As a two-time parent, I know the joys that parenthood brings. When I chose to have mine while I was still in my twenties it had more to do with an eagerness to begin that aspect of my adult life than telepathic foresight. Good thing too because the older I get, the more important getting enough sleep has become for me.
A classmate I’ve known since kindergarten just became a first time dad last week. Last month, my high school graduating class celebrated our 30th reunion. You do the math. I love babies, don’t get me wrong, but I don’t think I could care for an infant 24/7 anymore. I’m too old for that.
I understand that events in life don’t always follow a conventional path. There were some I graduated with who became parents before they even received their high school diploma. Some went straight to work, others went off to college. Some married in their twenties and some didn’t get married or have kids until well into their 40s, if at all. Every one has a different story. Some chose their circumstances while others didn’t. There’s no right or long way to do it. You have to take life as it’s thrown at you and not get hooked up with would haves and should haves.
Even though my children are grown, I still at times suffer from broken sleep. During college breaks we battle with conflicting sleep cycles, my husband and I are trying to actually sleep at midnight, while the young crowd goes in and out of the front door all night long.

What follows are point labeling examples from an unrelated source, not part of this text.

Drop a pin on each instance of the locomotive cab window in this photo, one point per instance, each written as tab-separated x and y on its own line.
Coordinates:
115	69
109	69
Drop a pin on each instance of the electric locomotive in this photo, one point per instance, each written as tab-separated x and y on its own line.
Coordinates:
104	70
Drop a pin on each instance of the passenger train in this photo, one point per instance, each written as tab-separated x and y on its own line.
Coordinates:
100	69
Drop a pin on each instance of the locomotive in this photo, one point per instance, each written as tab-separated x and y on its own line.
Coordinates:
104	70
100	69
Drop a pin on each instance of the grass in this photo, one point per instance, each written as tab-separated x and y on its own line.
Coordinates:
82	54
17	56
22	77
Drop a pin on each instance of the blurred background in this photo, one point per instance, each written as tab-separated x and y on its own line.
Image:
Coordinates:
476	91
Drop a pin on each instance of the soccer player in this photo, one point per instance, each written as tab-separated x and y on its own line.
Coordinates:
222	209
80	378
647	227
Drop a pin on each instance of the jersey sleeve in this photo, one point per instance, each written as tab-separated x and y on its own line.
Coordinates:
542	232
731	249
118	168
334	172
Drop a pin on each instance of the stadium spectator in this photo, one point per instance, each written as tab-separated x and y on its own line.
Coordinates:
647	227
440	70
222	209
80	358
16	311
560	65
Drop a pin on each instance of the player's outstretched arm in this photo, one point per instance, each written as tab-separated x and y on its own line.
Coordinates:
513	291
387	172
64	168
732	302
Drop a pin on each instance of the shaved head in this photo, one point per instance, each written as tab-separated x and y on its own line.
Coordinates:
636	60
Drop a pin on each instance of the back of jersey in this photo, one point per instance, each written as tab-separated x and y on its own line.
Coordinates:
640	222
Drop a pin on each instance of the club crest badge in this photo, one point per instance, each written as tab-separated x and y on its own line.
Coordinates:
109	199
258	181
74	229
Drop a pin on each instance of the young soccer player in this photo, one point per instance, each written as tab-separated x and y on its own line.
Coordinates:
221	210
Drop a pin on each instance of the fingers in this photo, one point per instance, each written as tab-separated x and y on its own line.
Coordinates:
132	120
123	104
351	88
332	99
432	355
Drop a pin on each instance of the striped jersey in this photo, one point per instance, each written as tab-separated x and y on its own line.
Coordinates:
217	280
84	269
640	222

We get woken up to the sound of the microwave bell going off announcing the popcorn is ready at 2 am and the aroma of pizza coming from the oven. On the up side, they do their own laundry, feed themselves and call the doctor if they’re not feeling well and drive themselves to the appointment. I no longer have to be involved in any of that and I’m really okay with it.
I have a friend that sees a child and asks “Don’t you miss that age?”. To which I reply HELL NO! Don’t get me wrong. They’re cute and innocent at that age. Yes some things were easier then. I picked their clothes, the friends they hung around with and what time they went to bed but that meant, I had to shop for their clothes, arrange play dates and perform the dreaded bedtime routine every evening. That was on top of working, cooking and cleaning. I don’t miss that. Nor do I miss the tantrums, taking them to the doctor every other week for ear infections, croup, stomach viruses and shots. I don’t miss parent/teacher conferences, back to school supply lists and packing lunches.

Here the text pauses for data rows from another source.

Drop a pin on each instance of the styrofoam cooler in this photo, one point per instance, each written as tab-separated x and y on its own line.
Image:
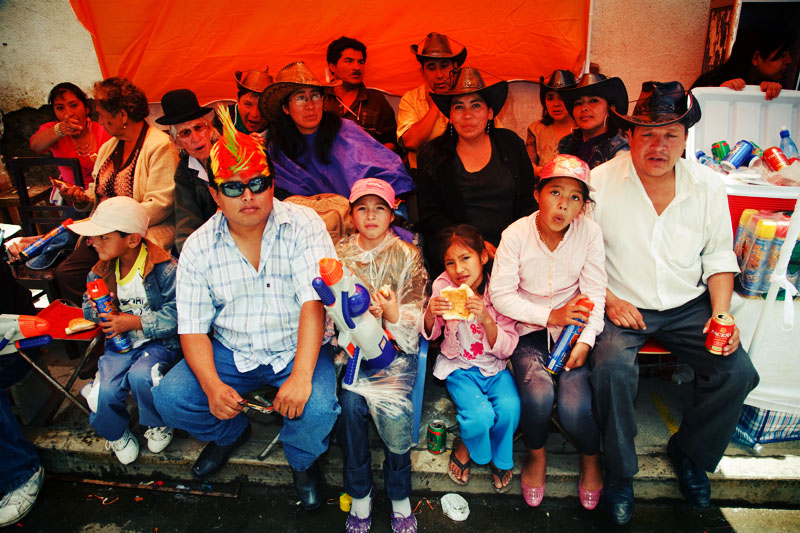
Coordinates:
731	116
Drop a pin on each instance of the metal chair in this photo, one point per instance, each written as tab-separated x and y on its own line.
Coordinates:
37	219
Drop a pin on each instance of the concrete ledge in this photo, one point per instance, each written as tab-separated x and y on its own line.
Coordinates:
757	480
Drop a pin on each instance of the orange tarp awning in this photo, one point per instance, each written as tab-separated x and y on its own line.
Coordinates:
163	45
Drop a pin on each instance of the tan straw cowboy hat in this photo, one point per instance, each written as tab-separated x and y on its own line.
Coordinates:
290	78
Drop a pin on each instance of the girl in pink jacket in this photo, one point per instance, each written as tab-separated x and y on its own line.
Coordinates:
472	361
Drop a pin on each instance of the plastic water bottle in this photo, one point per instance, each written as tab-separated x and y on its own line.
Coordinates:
787	146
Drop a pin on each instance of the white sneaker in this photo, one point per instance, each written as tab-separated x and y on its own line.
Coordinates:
126	448
158	438
17	503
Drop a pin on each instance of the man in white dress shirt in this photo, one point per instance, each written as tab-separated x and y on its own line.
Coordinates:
670	264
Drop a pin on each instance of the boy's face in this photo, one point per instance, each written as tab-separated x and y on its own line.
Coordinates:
249	209
371	217
112	245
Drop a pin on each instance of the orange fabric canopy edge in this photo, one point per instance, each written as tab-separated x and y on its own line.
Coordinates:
162	46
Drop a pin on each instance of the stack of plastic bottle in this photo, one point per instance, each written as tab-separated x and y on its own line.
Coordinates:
759	239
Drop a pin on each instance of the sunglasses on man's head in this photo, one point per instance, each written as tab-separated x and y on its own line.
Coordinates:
234	189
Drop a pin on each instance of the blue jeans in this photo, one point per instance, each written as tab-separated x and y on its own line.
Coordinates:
488	413
18	458
537	391
352	431
134	372
182	404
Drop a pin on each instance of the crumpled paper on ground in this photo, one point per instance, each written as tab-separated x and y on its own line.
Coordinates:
455	507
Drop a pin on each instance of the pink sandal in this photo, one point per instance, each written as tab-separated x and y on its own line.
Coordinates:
589	498
533	495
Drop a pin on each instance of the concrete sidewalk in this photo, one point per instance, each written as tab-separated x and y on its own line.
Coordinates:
70	446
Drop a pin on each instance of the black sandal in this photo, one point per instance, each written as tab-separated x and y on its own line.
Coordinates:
455	461
500	474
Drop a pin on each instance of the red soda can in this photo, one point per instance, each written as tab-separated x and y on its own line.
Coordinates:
719	332
775	159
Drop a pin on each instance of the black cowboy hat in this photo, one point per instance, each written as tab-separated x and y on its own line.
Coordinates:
468	80
437	46
660	104
590	84
559	79
180	106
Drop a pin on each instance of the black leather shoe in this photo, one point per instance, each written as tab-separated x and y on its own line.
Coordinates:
692	480
306	483
618	496
214	457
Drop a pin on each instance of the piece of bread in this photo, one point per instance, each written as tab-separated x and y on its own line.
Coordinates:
457	296
79	324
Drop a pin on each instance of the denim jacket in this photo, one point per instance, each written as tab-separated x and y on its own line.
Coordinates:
161	322
604	151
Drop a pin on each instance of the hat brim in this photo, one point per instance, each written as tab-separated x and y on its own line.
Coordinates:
186	117
88	228
270	100
688	119
494	95
458	58
612	90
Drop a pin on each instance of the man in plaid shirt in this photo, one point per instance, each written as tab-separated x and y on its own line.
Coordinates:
245	275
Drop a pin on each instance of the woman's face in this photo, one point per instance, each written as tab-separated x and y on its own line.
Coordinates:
305	108
774	66
555	106
114	124
469	115
589	113
68	107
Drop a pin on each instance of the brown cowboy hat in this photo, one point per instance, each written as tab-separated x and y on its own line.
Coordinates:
660	104
468	80
290	78
591	84
438	46
559	79
253	80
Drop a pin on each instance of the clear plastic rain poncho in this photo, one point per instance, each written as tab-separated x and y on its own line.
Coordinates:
388	390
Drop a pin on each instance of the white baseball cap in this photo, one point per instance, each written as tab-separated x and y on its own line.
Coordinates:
120	213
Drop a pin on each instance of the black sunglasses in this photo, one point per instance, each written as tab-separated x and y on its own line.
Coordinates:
234	189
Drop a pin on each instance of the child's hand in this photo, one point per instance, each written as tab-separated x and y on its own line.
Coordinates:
578	356
564	316
389	305
119	323
475	305
438	306
376	311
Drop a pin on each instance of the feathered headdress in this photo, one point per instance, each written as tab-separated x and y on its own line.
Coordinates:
236	152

I was a good parent. I did everything I was supposed to do at the time without resentment but I was also very happy when that phase of my life was over. We can now sit around, have a drink together and talk about current events. We can laugh at inappropriate television shows because everyone gets the joke and sometimes they will even cook dinner.
Next week, with my oldest traveling out-of-town for business and my youngest starting her third season playing college soccer, I can take it easy, sit back and have taco chips and beer for dinner if I choose to because I don’t have to worry about setting a good example for anyone. Best part, I can then go to bed early and sleep like a baby.